7 Ways to Repurpose Your Old Christmas Tree


My boyfriend and I bought our Christmas tree two days after Thanksgiving in the parking lot of a grocery store. Not uncommon. The deal was attractive — just $31.99, and we could pick any tree. With a bottom trim and wrap, the total came to about $40, which was still a bargain, considering that we usually spend between $45 and $60 for a tree each year.

It was a beautiful tree. Emphasis on the was.

Less than three weeks after we erected and decorated it in our home, it was dead. And I mean, deeeeead. I heard needles dropping off sporadically, and then whole ornaments were dropping to the floor. I watered it. Plenty of water. But Mother Nature's nectar wasn't able to salvage this pine.

To remove the risk of fire, we took down the rest of ornaments and unstrung the lights, and in the process every. single. needle. fell off the tree. I've never seen anything like it. The proof is in this picture.

RIP Christmas tree. 11/25/17-12/13/17

While preparing ourselves to spend the holidays without a tree (because I was not buying a second one just to kill that, too), a friend suggested that I turn this yuletide tragedy into a crafting opportunity by spray painting the wooden carcass silver or gold and setting it back up — and what a brilliant idea that was! Instead of sending our late holiday tree to the chipper, I now have a bold, shiny, reusable reminder of the year we nearly killed Christmas. (See also: 8 Old Holiday Traditions We Can't Believe Ever Existed)

Taking a cue from this experience, here are seven other ways you can give new life to your old tree.

1. Enrich the lives of sanctuary animals

If you have any animal sanctuaries near you, call and inquire about donating your discarded tree. I recently learned that a tiger rescue org in North Carolina repurposes trees as part of their enrichment program to make the tigers feel more at home surrounded by trees, and there's an elephant sanctuary in Tennessee that uses chemical-free trees as food for the animals who each eat up to 150 pounds of plant material per day.

2. Provide habitat and resources for wild animals

If you don't have an animal sanctuary nearby, you can provide for the animals in your own backyard by putting your old tree outside to create additional habitats for birds, squirrels, and other wildlife. Just toss it out there for them to climb and sit on or replant it so it stands up. You could even make a few pinecone bird feeders to hang from the branches to feed your feathered friends. It's a great way to bring beautiful winter birds like blue jays and cardinals to your yard.

You also may be able to donate your tree to your Department of Natural Resources which may sink them in bodies of water for a fish habitat, like they've done at Lake Havasu with great success.

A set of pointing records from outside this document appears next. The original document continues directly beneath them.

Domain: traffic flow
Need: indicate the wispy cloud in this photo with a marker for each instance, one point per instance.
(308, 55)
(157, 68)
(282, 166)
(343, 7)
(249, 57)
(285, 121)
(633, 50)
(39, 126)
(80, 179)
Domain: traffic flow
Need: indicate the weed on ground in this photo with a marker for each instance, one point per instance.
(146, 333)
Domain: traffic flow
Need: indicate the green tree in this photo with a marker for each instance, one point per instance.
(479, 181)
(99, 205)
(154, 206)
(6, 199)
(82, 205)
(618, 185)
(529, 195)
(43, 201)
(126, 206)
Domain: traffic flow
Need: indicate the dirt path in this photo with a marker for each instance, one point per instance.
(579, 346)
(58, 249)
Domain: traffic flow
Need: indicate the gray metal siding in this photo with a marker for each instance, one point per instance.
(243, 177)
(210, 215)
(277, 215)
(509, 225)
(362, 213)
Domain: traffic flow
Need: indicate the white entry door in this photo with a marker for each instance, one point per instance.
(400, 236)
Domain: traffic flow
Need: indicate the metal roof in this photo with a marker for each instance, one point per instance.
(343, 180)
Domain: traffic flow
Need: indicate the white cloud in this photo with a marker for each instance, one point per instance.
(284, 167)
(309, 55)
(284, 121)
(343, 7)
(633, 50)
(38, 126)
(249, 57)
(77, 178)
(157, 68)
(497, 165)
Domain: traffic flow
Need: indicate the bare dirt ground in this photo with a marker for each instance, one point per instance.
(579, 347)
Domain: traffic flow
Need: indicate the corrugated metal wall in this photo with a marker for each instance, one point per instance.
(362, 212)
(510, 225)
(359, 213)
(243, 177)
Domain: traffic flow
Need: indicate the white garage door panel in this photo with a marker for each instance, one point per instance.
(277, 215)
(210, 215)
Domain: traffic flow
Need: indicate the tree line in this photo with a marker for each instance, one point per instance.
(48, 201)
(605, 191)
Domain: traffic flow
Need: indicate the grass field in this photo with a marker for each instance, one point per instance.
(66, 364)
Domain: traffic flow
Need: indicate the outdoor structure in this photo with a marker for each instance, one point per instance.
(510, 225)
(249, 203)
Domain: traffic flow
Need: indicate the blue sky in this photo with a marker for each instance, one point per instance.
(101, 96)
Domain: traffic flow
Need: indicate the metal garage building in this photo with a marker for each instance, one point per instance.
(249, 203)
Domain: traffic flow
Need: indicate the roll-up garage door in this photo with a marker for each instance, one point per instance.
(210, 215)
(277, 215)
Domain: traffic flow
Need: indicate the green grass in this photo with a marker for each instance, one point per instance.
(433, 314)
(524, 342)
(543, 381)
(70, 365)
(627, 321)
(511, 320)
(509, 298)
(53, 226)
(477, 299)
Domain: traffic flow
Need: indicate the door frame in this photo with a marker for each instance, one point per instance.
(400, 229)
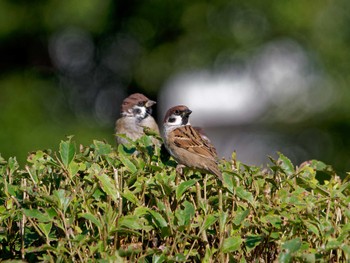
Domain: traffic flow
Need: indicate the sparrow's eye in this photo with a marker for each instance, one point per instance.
(137, 111)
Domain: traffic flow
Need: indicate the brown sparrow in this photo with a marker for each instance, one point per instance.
(185, 143)
(136, 113)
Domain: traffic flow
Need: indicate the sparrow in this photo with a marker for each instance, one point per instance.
(186, 144)
(136, 113)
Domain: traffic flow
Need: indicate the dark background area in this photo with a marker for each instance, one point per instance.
(260, 77)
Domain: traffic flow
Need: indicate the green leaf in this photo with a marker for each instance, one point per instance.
(35, 213)
(130, 221)
(231, 244)
(158, 258)
(62, 198)
(108, 186)
(285, 164)
(183, 187)
(127, 194)
(245, 195)
(92, 218)
(102, 148)
(128, 164)
(292, 245)
(253, 240)
(45, 228)
(209, 221)
(73, 168)
(159, 220)
(228, 180)
(67, 151)
(184, 216)
(240, 216)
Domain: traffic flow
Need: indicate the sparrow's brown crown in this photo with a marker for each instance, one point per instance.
(180, 110)
(136, 99)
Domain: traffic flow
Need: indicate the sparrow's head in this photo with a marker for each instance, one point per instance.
(137, 105)
(177, 116)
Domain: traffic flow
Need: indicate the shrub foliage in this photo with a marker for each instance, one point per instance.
(102, 204)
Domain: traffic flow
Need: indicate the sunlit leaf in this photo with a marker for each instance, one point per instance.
(232, 244)
(108, 186)
(92, 218)
(183, 187)
(35, 213)
(102, 148)
(242, 193)
(128, 164)
(131, 197)
(67, 151)
(240, 216)
(46, 228)
(285, 164)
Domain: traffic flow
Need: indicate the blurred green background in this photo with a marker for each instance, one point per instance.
(65, 66)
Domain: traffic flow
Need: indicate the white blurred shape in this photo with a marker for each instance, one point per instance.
(236, 103)
(72, 51)
(215, 99)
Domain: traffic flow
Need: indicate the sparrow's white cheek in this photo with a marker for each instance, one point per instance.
(174, 120)
(139, 111)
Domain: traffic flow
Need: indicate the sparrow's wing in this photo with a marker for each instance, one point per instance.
(189, 139)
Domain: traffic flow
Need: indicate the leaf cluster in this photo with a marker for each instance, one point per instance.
(96, 203)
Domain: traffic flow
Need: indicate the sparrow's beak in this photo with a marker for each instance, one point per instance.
(150, 103)
(186, 113)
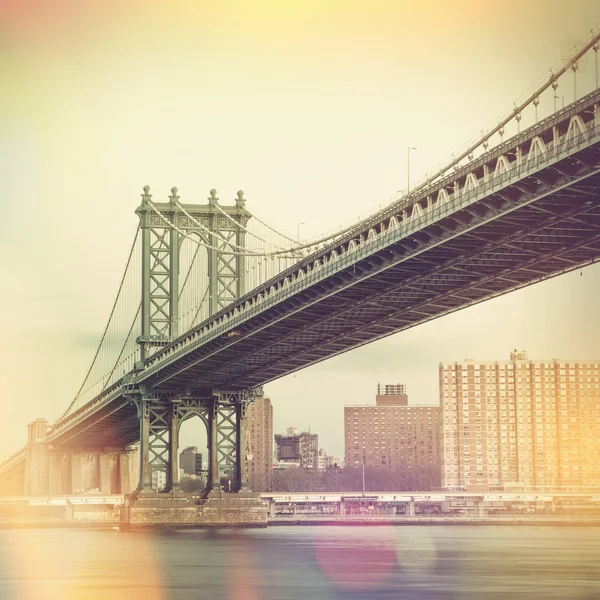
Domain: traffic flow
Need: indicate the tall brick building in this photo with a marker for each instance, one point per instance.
(392, 434)
(259, 445)
(521, 424)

3. Help shore towns fortify their dunes

If you live in a shore town, like I do, you recognize the importance of preserving the beaches and coastline, and one way conservationists do this is by building up the sand dunes using Christmas trees. The needled branches help catch sand from blowing winds, keeping more of it on the beach instead of blowing off it. Call your local authorities to see how you can participate in similar programs in your area. A friend of mine told me that in one area of the Jersey Shore, the dunes have become so big from the help of Christmas trees that there's a net gain of sand every year and the beach is becoming wider with each storm, instead of smaller.

4. Mulch your garden with loose needles

My garden will benefit greatly from all the needles that I'll spread in it, thanks to the abundance that I have from my defective fir. Pine needles are good as mulch because they decompose slowly to acidify the soil, which helps acid-loving plants like azaleas, hydrangeas, ferns, and dogwoods flourish.

5. Create crafting supplies

If you have a reciprocating saw or bandsaw in your garage, you can easily slice and dice the trunk into wooden rounds. These rounds make perfect canvasses for DIY craft projects, like rustic coasters. Morgan Statt, health and safety investigator at ConsumerSafety.org, recommends sealing the coaster wood before use to prevent any sap from leaking out.

You also can sell these discs on sites like eBay or Etsy. There's a pretty big market out there for recycled wood. (See also: 7 DIY Crafts That Will Save You Money)

6. Cut the trunk into discs for natural edging

If you're not into crafting, you can still use those trunk discs. Edge your garden with them to create natural and really good-looking borders. You'll find lots of photos of how to pull this off (so easy!) on Pinterest.

7. Turn the branches into DIY potpourri

If you love the smell of pine in your home during the holidays, prolong the scent by upcycling your Christmas tree branches to make potpourri. This Christmas tree potpourri recipe uses two branches, essential oils, and cinnamon sticks.